The biomarker PD-1, a protein, could potentially be used to predict survival or disease-free survival of lung cancer patients who have had the tumour surgically removed. This is substantiated by the results of a study conducted under the direction of the Comprehensive Cancer Center (CCC) of MedUni Vienna and Vienna General Hospital, together with MedUni Graz and the University of Novi Sad. The paper was presented at the 17th World Conference on Lung Cancer, which is currently taking place in Vienna.
In Austria, around 4,000 people develop lung cancer every year. Around three quarters of these cases involve so-called Non-Small Cell Lung Cancer (or NSCLC). In turn, half of these, that is to say around 1,400 people, are diagnosed as having adenocarcinomas, the commonest subtype of NSCLC. The earlier the disease is detected, the better the patient’s chances of recovery. Essentially, the options for treatment are surgery, radiotherapy, chemotherapy (before and after surgery), a combination of these methods and, very recently, immunotherapy.

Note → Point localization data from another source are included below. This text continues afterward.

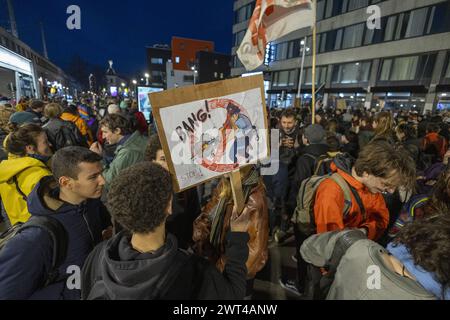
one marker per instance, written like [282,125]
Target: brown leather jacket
[258,230]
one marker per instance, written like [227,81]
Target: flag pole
[299,96]
[313,103]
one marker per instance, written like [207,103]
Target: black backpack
[319,279]
[69,135]
[57,233]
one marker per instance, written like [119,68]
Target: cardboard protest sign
[211,129]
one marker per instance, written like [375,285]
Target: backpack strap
[311,156]
[59,237]
[340,248]
[347,189]
[165,283]
[18,189]
[324,277]
[417,203]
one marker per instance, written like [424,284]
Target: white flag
[272,19]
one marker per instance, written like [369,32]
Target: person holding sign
[143,262]
[212,226]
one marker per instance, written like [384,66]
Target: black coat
[304,169]
[115,271]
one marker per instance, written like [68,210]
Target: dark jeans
[301,264]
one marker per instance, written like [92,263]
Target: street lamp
[195,73]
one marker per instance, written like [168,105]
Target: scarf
[219,211]
[39,157]
[426,279]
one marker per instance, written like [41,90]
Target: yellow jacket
[29,172]
[81,125]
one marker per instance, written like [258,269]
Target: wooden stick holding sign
[212,129]
[236,187]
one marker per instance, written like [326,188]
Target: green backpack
[304,212]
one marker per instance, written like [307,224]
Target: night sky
[120,30]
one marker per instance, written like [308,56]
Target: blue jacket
[26,259]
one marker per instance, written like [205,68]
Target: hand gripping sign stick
[236,187]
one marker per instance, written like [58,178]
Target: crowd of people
[86,185]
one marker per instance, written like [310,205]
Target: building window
[238,37]
[286,78]
[416,23]
[385,70]
[408,68]
[281,51]
[320,9]
[157,61]
[447,73]
[440,18]
[404,68]
[244,13]
[337,43]
[390,28]
[353,36]
[321,73]
[351,72]
[356,4]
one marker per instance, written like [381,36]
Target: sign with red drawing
[211,129]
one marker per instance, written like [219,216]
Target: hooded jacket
[115,271]
[353,278]
[26,259]
[81,125]
[29,172]
[126,154]
[329,204]
[304,169]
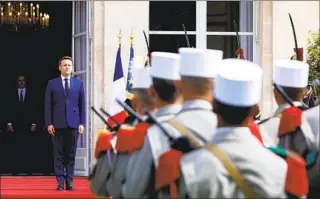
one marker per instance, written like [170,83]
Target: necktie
[66,86]
[21,96]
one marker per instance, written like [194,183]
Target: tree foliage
[313,57]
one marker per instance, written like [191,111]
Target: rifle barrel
[100,116]
[130,110]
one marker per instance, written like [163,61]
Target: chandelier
[22,14]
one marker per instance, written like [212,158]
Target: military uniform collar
[225,134]
[284,106]
[171,109]
[197,103]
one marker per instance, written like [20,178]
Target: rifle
[100,116]
[239,51]
[181,143]
[117,126]
[294,37]
[148,47]
[186,35]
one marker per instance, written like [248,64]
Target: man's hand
[10,128]
[80,129]
[51,130]
[33,128]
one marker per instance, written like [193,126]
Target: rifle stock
[130,110]
[285,97]
[117,126]
[100,116]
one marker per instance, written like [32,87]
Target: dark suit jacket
[64,111]
[21,115]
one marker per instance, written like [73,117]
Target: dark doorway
[34,54]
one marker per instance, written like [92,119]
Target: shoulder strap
[184,131]
[232,170]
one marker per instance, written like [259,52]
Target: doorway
[34,54]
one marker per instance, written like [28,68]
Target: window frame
[201,32]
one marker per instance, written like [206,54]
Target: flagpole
[119,38]
[131,39]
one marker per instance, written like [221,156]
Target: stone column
[266,57]
[108,18]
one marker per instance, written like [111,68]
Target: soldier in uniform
[197,69]
[292,77]
[262,174]
[109,169]
[166,91]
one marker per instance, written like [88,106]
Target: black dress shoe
[69,186]
[60,187]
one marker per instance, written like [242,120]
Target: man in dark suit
[21,123]
[65,115]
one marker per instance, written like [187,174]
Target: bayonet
[186,35]
[294,37]
[237,34]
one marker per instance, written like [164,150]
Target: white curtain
[245,25]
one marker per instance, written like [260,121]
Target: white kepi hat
[238,83]
[141,78]
[199,62]
[165,65]
[291,73]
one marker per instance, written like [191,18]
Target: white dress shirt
[62,77]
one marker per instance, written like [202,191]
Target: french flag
[118,92]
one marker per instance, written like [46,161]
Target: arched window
[209,24]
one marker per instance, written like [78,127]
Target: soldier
[312,116]
[197,69]
[253,171]
[110,164]
[290,127]
[284,127]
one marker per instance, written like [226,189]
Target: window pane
[80,53]
[220,16]
[82,139]
[228,44]
[170,43]
[80,16]
[170,15]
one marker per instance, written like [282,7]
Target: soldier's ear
[152,92]
[178,85]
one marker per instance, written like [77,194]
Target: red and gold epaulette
[103,143]
[124,136]
[131,139]
[255,130]
[168,171]
[290,120]
[240,52]
[297,182]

Scientists led by Martin Filipits, cancer researcher at MedUni Vienna’s Institute of Cancer Research and member of CCC Vienna, has now been able to show that PD-1, a protein that occurs on the surface of the body’s immune cells, could serve as a biomarker for predicting the survival of patients with adenocarcinomas. PD-1 is a so-called immune checkpoint protein. Immune checkpoints monitor the correct functioning of the immune response and check an ongoing immune reaction. That is important, as otherwise the immune response could overshoot and give rise to autoimmune diseases.

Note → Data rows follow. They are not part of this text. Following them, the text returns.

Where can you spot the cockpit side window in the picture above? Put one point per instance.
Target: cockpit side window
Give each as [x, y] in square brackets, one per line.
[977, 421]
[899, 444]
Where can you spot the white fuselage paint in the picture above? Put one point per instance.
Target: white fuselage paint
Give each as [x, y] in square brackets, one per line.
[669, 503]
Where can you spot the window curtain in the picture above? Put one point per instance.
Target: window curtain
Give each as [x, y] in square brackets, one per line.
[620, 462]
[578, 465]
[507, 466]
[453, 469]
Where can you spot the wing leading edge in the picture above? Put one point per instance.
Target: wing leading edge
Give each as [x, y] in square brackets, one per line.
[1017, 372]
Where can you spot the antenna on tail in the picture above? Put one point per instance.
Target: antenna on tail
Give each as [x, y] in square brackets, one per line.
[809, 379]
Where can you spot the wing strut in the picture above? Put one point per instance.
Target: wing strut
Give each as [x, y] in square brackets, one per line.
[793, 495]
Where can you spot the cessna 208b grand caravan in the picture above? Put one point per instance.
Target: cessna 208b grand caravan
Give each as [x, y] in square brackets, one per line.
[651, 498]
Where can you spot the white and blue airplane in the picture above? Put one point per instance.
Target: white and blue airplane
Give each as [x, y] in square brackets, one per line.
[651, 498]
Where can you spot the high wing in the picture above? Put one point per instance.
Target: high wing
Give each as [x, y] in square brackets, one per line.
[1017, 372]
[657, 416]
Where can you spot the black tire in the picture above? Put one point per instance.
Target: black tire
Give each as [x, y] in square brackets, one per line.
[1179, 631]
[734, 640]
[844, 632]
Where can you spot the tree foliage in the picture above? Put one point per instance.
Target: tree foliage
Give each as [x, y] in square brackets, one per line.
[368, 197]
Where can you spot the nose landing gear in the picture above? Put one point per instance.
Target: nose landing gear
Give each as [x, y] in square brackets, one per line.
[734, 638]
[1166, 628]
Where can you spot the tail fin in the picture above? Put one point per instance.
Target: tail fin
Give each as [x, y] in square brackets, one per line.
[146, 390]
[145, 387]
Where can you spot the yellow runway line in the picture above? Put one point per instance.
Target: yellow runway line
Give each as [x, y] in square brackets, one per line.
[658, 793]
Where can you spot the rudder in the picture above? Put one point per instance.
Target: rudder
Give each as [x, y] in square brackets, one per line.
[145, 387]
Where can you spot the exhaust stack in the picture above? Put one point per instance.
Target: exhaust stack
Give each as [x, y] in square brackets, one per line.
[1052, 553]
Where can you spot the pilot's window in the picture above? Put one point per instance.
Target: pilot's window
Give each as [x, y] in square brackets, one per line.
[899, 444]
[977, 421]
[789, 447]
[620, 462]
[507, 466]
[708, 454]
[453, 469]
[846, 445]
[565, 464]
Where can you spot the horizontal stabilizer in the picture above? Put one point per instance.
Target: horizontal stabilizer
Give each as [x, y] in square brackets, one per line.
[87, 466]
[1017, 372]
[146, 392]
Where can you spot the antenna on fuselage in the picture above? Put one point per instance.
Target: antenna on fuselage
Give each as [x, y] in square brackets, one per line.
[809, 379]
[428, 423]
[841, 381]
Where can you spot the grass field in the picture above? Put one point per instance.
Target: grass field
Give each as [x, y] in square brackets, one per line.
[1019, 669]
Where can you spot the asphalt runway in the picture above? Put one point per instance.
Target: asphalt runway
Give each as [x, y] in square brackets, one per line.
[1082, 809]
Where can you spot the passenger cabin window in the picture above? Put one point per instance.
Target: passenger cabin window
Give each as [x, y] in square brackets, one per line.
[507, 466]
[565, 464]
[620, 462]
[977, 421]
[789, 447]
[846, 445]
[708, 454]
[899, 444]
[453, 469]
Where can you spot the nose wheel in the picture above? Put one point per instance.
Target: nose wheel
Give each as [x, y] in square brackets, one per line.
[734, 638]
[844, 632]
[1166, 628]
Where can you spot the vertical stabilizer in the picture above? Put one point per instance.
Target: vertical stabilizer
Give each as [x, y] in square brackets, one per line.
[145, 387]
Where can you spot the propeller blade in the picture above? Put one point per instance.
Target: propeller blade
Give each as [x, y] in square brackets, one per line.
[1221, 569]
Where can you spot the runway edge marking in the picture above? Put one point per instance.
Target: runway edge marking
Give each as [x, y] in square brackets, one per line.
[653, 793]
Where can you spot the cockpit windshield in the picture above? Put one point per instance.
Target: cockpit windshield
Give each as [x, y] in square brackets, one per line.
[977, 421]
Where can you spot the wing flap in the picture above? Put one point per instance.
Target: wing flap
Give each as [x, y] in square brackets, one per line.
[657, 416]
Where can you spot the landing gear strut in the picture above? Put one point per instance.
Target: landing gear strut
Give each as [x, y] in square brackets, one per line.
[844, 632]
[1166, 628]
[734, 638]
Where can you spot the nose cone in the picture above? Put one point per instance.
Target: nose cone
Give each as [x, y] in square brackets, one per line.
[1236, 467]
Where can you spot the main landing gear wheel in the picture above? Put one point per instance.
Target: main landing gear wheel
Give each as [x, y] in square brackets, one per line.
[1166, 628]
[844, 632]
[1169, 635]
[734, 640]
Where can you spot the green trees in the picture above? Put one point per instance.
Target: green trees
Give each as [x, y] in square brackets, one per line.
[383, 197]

In the study, the researchers examined cancer cells and immune system cells from 159 patients. All of these patients had previously had the cancer resected and some of them had received chemotherapy afterwards. PD-1 was found on the immune cells of 45% of the patients and PD-L1 on the cancer cells in 37% of them. The investigation clearly showed that both survival and disease-free survival was longer in the patients in which PD-1 was found than in those where it was not. On the other hand, it made no difference to the prognosis whether PD-L1 was present on the cancer cells or not.
Filipits: “Our results indicate that PD-1 could serve as a biomarker for predicting the survival of patients with an operable adenocarcinoma of the lung. This finding still needs to be confirmed in further studies but it indicates the direction for further research.”